In his speech he said: “Our grandchildren will know that we are the culprits and that we were warned, and they will know that it was this generation that came centre stage to speak and act on behalf of posterity and that we missed our cue.

“And they will ask what kind of people we were to be so selfish and so short-sighted.”

Johnson’s eco focus is a far cry from his past climate-sceptic views.

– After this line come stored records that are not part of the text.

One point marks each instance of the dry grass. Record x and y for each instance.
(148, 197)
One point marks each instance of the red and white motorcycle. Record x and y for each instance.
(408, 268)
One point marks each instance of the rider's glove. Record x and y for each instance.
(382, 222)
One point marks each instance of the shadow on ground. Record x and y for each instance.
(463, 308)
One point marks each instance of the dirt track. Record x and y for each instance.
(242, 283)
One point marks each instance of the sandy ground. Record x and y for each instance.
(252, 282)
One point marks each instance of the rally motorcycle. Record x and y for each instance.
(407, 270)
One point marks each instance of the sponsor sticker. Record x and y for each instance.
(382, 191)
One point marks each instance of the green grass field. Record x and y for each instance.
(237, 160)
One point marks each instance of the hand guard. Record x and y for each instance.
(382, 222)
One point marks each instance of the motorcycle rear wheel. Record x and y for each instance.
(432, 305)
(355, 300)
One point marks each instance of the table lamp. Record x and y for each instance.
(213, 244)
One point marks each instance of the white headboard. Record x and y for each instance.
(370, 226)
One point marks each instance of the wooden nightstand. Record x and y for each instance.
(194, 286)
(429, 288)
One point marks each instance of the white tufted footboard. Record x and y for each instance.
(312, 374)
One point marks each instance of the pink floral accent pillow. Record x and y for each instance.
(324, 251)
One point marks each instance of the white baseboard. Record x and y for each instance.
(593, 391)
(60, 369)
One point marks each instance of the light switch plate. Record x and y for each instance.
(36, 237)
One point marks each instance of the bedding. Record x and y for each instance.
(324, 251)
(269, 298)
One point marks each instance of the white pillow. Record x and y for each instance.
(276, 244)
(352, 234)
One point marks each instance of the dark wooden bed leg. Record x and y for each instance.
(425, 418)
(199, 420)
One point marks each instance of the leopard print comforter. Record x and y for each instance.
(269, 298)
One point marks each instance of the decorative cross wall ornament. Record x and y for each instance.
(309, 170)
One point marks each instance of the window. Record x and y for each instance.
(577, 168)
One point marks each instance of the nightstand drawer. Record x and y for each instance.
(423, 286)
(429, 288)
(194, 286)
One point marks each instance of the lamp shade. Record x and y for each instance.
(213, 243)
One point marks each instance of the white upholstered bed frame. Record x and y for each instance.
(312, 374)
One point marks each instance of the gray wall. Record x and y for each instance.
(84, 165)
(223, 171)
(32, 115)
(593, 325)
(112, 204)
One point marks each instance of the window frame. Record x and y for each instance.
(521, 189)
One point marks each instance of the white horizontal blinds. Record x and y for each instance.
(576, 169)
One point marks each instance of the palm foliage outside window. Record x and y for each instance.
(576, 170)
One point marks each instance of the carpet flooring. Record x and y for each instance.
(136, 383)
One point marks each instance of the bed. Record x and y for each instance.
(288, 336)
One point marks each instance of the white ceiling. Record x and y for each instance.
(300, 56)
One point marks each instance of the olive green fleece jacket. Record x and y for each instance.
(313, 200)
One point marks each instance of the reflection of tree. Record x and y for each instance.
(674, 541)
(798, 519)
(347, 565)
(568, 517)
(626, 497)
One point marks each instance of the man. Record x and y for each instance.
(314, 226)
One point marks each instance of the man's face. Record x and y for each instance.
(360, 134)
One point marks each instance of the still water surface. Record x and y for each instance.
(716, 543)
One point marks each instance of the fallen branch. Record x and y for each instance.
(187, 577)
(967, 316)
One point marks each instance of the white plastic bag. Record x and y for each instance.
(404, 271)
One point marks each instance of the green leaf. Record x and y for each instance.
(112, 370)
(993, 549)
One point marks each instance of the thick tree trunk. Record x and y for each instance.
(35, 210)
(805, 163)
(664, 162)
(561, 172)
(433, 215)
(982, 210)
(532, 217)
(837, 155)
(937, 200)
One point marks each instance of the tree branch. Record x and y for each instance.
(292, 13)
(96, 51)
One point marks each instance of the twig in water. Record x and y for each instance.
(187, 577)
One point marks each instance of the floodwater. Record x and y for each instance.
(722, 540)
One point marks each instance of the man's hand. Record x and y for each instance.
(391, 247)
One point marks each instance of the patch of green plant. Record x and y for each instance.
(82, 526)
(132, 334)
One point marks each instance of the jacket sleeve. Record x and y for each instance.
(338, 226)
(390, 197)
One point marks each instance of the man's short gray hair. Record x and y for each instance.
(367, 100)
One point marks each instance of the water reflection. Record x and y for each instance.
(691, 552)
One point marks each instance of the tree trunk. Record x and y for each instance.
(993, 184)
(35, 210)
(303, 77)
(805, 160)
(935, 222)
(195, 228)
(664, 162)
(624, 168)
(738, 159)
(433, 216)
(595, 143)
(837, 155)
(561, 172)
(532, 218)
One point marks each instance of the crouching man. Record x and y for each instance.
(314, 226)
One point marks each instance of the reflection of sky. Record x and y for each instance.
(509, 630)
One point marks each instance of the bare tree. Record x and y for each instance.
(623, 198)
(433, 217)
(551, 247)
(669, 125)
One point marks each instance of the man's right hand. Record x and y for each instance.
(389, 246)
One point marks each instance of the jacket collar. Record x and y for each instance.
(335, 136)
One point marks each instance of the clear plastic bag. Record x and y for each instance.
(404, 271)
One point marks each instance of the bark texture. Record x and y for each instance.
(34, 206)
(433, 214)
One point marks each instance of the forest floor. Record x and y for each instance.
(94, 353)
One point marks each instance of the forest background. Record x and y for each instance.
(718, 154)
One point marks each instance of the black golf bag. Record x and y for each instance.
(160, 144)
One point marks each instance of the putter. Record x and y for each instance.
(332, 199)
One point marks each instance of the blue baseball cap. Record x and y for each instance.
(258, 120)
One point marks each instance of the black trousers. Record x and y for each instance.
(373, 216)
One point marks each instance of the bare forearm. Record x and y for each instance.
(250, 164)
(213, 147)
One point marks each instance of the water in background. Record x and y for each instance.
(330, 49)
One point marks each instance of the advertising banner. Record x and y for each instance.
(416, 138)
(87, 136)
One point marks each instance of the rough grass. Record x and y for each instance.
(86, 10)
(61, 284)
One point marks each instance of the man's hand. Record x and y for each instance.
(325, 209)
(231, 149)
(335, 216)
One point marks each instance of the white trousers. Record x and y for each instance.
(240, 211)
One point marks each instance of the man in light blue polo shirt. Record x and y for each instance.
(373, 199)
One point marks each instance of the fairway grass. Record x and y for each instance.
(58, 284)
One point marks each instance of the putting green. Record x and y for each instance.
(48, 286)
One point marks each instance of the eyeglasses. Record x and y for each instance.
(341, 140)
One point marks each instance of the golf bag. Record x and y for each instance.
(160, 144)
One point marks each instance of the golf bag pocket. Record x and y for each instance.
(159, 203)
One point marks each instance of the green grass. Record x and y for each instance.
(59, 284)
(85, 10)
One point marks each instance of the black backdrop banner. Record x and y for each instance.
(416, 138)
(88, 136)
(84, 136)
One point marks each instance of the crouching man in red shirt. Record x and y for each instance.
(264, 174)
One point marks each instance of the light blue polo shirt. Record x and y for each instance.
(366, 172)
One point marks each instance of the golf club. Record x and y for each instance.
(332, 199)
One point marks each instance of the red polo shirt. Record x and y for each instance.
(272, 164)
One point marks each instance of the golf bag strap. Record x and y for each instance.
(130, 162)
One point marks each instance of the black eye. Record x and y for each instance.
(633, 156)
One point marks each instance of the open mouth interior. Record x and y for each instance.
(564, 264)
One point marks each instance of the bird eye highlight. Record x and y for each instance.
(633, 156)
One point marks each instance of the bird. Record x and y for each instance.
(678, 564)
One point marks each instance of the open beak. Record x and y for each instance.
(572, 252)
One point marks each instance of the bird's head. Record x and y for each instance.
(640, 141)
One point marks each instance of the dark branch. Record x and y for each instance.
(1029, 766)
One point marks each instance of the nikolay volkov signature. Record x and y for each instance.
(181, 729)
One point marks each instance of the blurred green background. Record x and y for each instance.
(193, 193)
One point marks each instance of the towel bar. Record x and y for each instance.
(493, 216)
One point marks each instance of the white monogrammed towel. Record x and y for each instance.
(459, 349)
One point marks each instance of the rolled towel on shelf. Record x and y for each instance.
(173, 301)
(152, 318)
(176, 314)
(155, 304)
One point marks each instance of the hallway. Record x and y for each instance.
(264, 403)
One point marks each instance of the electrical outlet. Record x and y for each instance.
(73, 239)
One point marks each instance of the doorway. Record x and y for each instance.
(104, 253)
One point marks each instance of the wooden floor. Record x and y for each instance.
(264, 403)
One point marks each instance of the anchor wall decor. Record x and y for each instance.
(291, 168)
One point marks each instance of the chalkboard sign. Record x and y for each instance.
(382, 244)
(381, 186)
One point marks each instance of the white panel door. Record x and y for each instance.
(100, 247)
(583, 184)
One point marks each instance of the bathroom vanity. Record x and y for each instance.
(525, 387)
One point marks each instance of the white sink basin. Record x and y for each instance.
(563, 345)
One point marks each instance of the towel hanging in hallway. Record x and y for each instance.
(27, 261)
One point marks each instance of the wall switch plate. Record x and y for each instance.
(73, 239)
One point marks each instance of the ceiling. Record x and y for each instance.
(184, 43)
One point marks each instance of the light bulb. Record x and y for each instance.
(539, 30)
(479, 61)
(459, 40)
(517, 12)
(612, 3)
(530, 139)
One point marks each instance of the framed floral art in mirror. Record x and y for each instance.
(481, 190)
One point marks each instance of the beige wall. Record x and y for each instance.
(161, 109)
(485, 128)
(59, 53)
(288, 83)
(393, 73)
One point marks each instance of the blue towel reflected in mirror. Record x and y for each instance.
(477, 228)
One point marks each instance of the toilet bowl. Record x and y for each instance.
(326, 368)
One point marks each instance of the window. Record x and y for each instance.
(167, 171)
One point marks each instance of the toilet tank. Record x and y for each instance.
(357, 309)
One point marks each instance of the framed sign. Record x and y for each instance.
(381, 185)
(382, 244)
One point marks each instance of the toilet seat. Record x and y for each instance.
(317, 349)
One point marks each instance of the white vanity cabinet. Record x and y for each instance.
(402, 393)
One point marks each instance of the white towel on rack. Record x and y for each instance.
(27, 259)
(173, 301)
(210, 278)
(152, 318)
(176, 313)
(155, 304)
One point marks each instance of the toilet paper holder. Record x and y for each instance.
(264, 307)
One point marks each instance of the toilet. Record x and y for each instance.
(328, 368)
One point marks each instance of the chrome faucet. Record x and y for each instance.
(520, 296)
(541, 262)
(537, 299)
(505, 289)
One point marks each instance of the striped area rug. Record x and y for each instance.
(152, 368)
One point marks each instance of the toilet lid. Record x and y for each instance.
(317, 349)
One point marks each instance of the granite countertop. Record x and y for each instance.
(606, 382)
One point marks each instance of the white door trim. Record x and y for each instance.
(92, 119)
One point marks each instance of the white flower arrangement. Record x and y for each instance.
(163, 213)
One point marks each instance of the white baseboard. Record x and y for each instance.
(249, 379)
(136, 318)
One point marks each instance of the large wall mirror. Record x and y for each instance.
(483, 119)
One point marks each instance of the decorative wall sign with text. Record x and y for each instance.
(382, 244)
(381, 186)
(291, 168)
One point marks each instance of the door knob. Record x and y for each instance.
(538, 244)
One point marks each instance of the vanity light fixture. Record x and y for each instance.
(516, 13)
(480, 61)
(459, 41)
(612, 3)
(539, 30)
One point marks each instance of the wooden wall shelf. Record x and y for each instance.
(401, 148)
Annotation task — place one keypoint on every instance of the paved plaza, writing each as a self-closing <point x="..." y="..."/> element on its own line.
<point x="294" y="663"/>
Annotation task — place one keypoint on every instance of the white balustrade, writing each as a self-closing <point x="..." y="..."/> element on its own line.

He admitted on Monday that “if you were to excavate some of my articles from 20 years ago you might find comments I made, obiter dicta, about climate change that weren’t entirely supportive of the current struggle, but the facts change and people change their minds and change their views and that’s very important too”.

But in his speech, he claimed now that while he is “not one of those environmentalists who takes a moral pleasure in excoriating humanity for its excess”, who sees “the green movement as a pretext for a wholesale assault on capitalism”, that it is imperative that countries work together to bring down emissions.

The PM urged leaders to prioritise four areas – coal, cars, cash, and trees.

And he said: “It is time for us to listen to the warnings of the scientists – and look at Covid, if you want an example of gloomy scientists being proved right – and to understand who we are and what we are doing.”

Johnson will call on countries to cut their carbon emissions by 68% by 2030 compared with 1990 levels, praise the end of China’s international financing of coal, and congratulate Pakistan’s pledge to plant 10 billion trees.